Ora, bisogna sapere che per Putrone la letteratura italiana cominciava e finiva con i Promessi Sposi di Alessandro Manzoni, “punto di riferimento letterario di valore universale, colonna portante e fondamento della nostra insigne tradizione culturale”.

Per essi nutriva una devozione religiosa, un rispetto filiale, una dedizione assoluta. La collocazione scolastica e l’insegnamento sistematico di tale capolavoro era stato, era, e sarebbe sempre stato indiscusso e indiscutibile.

Putrone ricordava ancora con raccapriccio l’animato collegio dei docenti dell’anno precedente, allorquando una giovane supplente temeraria e alternativa aveva proposto l’adozione di un testo antologico dei Promessi Sposi, “perché tanto non si riesce a leggerli tutti, e poi magari si potrebbe affiancargli la lettura di autori contemporanei, che so, Svevo Calvino Moravia”. Non era riuscita a completare l’intervento perché Putrone diventando prima paonazzo, poi violaceo indi bluette, aveva catalizzato l’attenzione di tutti, che, nel trambusto dei soccorsi, dimenticarono di mettere la questione ai voti. La qual questione venne subito accantonata e definitivamente dimenticata una volta terminata la supplenza della sovversiva.

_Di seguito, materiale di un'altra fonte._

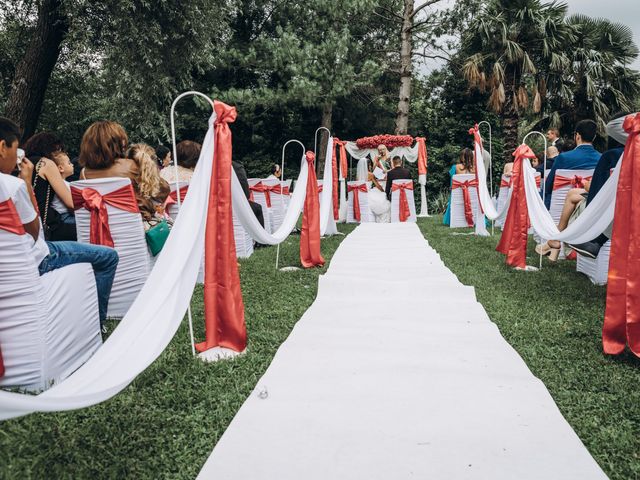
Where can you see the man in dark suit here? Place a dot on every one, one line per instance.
(398, 172)
(241, 173)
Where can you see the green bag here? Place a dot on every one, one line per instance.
(156, 237)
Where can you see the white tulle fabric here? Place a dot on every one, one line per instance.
(592, 222)
(246, 217)
(150, 323)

Gli studenti della VA per tutto l’anno scolastico ebbero un bel da fare a leggere, riassumere, commentare, riverire, vivisezionare capitoli su capitoli. E se a volte sui pudori virginei di Lucia alle più disinibite fanciulle contemporanee scappava un sorriso, o durante le lunghe digressioni sulla peste scattavano inesorabili gli sbadigli, e allora erano invettive, anatemi, note disciplinari, accompagnamenti, punizioni che rasentavano il corporale.

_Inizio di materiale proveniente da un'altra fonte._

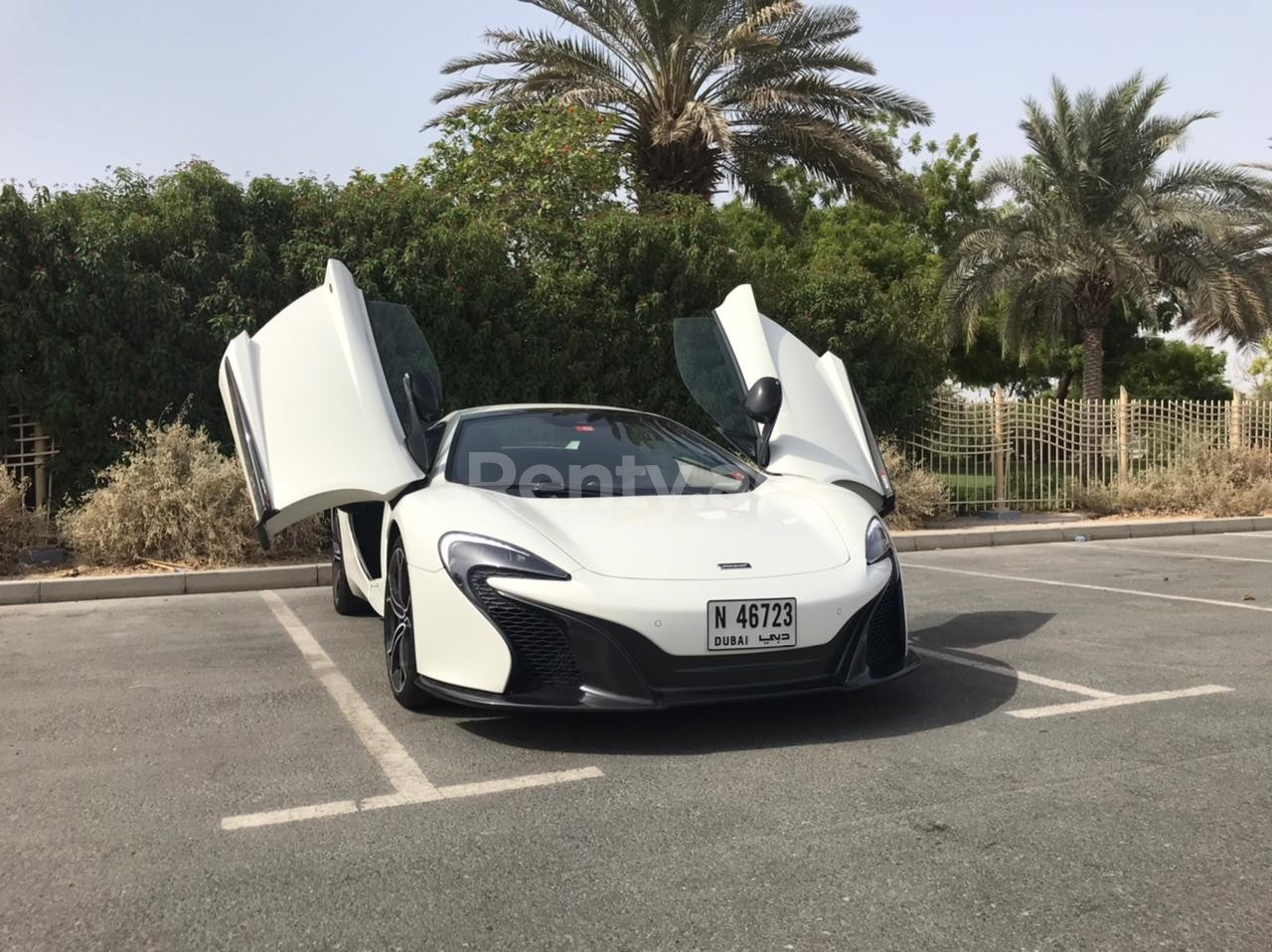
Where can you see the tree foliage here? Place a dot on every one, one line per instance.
(705, 91)
(1094, 225)
(116, 300)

Fu così che in un’accesa e creativa assemblea di classe di fine anno gli alunni maturarono un sacrilego progetto: mandare al rogo Putrone e i suoi Promessi Sposi.

E questo fecero.

Organizzarono tutto fin nei minimi dettagli. Quello stesso sabato, alle undici di sera, avrebbero condotto il Generale, precedentemente rapito, sulla spiaggia ancora deserta della Plaia, e lì avrebbero innalzato una pira dove lui e i Promessi Sposi sarebbero stati arsi vivi.

Dovettero, però, anticipare l’orario in quanto una delle loro madri aveva detto che se volevano rapire il professore e bruciarlo dovevano farlo entro le nove perché poi avevano parenti a cena.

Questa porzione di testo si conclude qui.